Alec Sharp

Top-Down How-To

By Alec Sharp on October 20, 2010
View Full Bio →

In last month’s post I suggested that if you want your data model diagram to be comprehensible to mere mortals, one of the most important things you can do is lay it out so dependency “flows” in a single direction. (Actually, I was more emphatic than just “suggesting” it.) Further, given that most people, at least in Western cultures, expect a concept like “parent-child” dependency to be depicted in a top to bottom fashion (think org chart and family tree) it follows that entity-relationship data models (vs. dimensional models) should be drawn top-down, parent to child. Let’s look at some specific guidelines.

Drawing guidelines – the basics
In the “boxes and lines” diagrams we like to draw, I’ve been told that the single most important visual communicator of information is the X,Y (side-to-side, up-down) position of a box. If time is an element, for instance, we infer that a box placed to the right of another happens later in time. Relative size also matters, but apparently not as much. Our diagrams should take advantage of this, but more than 90% of models I review (closer to 100%) don’t.

In a process workflow model, where dependency is based on time or sequence, I have a simple guideline – “flow lines leave the right edge of a step, and enter the left edge of a step.” That means arrowheads only point to the right. There’s a rare exception in the case of iteration (looping) but, in general, the result is that dependency in a workflow model flows from left to right. Here’s a simplified example:

Without the “left-to-right” guideline, there’s a tendency for diagrams to employ “bottom-to-top,” “side-to-top,” etc. flows, usually in an attempt to compress the diagram. The result is a more compact diagram that is also less useful because it doesn’t convey the true dynamics of the process, such as being excessively sequential. In every single case when I’ve redrawn a model “left-to-right” the stakeholders have found it more informative, sometimes vastly so.

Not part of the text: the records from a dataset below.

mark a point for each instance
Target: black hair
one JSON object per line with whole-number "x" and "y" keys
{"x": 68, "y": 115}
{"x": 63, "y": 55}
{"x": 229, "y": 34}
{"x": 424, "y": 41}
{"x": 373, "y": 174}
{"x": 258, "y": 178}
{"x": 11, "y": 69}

I can’t offer quite such a simple guideline for data models, because there are lines representing both dependent and non-dependent relationships, but we can be almost that simple. Here’s how.

Case 1 – dependent relationships
In any relationship involving dependency, say a Performance Review for a Worker, or an Assignment for a Worker, there is a child and a parent entity, and these relationships will always go up and down. Note that the parent may in turn be a child of (dependent on) some other entity. Anyway, the guideline is that in a dependent relationship, the line connects at the bottom edge of the parent entity and the top edge of the child entity.

Except in very rare cases, dependent relationships are 1:M (one-to-many) relationships, so we can also say that the relationships on the bottom edge of an entity will always have a cardinality of “one,” and the relationships on the top edge will always (almost) have a cardinality of “many.” There will never (absolutely never) be a “many” – a crowsfoot – on the bottom edge of an entity. (Otherwise, you have the “dead crow” I introduced last month.) There will almost never be a “one” – a hashmark – on the top edge of an entity, except if it’s a subtyping relationship.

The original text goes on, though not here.